Dissertation: Abstract

The repeated measures model is very important in contemporary research, but it is almost impossible to avoid missing or censored data from such study. For more efficient use of all available information, we have developed a systematic approach for analyzing such data with incomplete values. As we can format the repeated measures model as a special case, our focus is on the general mixed models with exponential family distributions, and multivariate normal distribution in particular. In addition, the covariance and other data structures are handled by the use of related Jacobian matrices so that we can estimate any parameters of interest in a consistent fashion.

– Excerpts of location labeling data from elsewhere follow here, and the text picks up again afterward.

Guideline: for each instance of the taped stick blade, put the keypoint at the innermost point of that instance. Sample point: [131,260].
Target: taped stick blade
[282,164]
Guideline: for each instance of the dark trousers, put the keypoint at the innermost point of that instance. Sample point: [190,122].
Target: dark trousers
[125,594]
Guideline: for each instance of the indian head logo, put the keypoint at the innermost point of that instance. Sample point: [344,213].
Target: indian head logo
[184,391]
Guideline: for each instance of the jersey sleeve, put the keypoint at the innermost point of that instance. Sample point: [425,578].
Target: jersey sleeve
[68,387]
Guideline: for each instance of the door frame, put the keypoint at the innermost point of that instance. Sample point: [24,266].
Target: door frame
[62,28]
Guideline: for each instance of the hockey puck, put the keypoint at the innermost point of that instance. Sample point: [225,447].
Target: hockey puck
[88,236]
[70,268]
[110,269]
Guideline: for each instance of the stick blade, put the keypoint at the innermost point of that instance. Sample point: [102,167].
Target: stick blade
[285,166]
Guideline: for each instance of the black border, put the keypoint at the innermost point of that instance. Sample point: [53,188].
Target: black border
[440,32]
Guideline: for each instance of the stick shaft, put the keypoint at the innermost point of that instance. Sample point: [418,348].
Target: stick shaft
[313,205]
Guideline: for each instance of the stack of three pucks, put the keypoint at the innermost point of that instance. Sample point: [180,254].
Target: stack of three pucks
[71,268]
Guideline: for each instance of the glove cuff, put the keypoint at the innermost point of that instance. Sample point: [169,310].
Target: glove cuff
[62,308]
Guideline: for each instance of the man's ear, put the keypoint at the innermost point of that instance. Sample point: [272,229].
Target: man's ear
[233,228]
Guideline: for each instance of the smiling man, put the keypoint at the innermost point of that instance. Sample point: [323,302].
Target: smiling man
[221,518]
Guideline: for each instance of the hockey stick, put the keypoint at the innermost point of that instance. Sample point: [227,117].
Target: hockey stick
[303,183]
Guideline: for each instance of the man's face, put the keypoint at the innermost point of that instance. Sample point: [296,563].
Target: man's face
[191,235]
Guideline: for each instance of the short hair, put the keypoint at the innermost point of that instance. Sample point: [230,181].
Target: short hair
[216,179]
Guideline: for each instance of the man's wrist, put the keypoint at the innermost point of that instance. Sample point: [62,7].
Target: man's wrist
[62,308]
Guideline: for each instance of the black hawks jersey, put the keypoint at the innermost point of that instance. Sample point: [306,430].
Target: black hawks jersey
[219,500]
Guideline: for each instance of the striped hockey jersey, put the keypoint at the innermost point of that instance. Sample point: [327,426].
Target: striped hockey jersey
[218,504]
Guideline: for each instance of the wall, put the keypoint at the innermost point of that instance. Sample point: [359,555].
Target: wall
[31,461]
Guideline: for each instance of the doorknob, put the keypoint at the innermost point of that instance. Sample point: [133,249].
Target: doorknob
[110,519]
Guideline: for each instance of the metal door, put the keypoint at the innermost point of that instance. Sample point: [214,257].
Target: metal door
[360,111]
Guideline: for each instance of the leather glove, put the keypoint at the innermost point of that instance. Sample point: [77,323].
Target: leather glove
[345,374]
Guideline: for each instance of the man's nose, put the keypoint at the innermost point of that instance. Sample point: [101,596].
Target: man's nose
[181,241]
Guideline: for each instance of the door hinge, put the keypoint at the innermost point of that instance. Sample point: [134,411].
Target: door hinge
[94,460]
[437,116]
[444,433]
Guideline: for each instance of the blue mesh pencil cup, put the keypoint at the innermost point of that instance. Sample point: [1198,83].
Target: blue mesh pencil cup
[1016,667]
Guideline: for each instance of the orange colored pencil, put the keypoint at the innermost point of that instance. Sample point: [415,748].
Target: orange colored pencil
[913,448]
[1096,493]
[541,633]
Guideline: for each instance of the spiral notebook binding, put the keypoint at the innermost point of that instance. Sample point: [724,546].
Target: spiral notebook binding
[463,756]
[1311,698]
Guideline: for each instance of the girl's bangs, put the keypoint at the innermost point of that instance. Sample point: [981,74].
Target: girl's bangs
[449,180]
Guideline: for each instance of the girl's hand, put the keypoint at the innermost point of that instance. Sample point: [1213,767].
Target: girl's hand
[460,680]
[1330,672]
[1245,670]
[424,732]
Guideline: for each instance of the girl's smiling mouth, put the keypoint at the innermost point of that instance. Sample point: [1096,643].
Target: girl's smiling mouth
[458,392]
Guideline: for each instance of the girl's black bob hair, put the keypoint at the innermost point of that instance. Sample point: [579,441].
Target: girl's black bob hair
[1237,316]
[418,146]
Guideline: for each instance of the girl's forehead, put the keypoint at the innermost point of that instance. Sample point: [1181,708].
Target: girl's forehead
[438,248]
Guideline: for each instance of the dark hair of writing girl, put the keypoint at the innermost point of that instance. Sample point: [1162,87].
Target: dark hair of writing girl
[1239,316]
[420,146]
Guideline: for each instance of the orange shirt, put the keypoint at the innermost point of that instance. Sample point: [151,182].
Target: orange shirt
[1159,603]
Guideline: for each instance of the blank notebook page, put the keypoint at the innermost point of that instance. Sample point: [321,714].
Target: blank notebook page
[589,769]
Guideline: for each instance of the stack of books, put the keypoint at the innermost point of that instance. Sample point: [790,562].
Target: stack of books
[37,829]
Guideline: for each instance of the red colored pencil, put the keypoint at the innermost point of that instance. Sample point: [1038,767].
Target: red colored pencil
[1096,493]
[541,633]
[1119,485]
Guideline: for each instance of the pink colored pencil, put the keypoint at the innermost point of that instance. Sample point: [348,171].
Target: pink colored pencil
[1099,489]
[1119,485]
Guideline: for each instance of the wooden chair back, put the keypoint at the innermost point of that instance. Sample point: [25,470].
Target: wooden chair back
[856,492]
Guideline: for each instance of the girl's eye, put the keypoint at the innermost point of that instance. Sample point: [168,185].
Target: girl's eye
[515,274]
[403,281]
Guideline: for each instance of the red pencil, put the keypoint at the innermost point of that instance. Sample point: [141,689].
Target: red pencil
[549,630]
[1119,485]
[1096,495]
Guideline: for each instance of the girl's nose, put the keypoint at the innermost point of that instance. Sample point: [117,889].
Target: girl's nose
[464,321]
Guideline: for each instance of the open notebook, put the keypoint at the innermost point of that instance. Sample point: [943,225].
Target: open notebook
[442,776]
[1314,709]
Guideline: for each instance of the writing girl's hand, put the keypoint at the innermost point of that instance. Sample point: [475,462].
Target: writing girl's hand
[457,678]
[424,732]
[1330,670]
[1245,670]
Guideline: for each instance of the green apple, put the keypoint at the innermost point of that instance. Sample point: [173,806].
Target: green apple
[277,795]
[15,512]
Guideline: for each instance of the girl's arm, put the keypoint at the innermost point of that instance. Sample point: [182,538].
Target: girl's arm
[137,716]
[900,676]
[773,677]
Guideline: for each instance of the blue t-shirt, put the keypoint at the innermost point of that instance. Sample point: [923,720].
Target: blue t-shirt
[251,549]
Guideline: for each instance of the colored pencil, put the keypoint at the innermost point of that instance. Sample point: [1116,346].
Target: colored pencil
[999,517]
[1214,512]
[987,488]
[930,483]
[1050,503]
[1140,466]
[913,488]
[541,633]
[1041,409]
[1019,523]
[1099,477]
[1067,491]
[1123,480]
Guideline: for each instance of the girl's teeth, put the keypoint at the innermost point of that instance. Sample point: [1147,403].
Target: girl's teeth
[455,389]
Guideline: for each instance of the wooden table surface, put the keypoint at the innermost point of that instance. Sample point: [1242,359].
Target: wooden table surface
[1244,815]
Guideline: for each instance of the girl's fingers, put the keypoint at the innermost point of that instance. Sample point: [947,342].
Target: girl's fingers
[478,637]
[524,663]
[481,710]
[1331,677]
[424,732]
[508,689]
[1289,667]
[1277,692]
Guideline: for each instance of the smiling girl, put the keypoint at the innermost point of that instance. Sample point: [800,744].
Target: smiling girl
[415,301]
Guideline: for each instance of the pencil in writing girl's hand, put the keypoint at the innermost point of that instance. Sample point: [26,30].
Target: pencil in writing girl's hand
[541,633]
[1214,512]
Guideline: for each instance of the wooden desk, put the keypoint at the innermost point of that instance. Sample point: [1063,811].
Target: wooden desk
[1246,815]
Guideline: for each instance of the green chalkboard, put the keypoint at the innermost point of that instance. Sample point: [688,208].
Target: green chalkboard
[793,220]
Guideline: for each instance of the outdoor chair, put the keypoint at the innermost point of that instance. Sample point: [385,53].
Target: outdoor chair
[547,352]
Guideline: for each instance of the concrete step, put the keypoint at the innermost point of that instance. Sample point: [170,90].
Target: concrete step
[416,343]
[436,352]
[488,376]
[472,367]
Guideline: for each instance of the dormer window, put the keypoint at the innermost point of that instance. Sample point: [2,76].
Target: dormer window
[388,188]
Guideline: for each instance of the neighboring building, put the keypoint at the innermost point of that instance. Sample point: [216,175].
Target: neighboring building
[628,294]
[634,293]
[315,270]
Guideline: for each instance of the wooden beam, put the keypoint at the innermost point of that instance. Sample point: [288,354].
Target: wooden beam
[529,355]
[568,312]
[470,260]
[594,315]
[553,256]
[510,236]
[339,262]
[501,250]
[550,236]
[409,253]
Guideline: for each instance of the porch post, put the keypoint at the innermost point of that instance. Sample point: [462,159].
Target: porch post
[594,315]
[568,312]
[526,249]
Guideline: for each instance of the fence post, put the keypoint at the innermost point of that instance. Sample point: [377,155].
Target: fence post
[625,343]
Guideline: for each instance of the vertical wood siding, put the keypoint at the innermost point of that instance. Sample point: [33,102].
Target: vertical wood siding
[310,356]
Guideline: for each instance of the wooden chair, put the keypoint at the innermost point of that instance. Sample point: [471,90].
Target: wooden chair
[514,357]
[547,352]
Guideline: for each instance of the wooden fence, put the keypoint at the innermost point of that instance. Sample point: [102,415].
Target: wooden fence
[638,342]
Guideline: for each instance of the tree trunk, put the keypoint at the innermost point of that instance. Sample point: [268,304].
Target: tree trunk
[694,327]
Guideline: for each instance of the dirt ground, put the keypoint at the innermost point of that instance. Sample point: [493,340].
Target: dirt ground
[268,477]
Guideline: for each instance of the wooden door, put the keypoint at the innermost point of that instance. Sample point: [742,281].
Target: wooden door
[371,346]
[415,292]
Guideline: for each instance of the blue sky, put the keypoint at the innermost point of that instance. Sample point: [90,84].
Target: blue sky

The approach is fully parametric on marginal likelihood. Expectations are taken over incomplete measures conditional on observed information. It is conceptually straightforward but computationally challenging. The likelihood function could be extremely complex due to the involvement of very high dimension integrals. In the past, calculation of such integrals was prohibitive for exploiting this type of approach. As computing power been improving rapidly, such calculations now become possible with the proper techniques. In this research, the EM algorithm is employed and implemented by Monte Carlo Markov chains via an augmented Gibbs sampler. The use of latent variables greatly simplifies the sampler. This tactic is ideal for sampling incomplete data in MCEM algorithms. In spirit of this sampler, our methodology can be extended to a much broader class of models to handle incomplete data.

Simulations and real data analyses demonstrate the application and performance of this approach. It works well even when the proportion of incomplete data is very high. The real data results also show improvement over those of conventional method.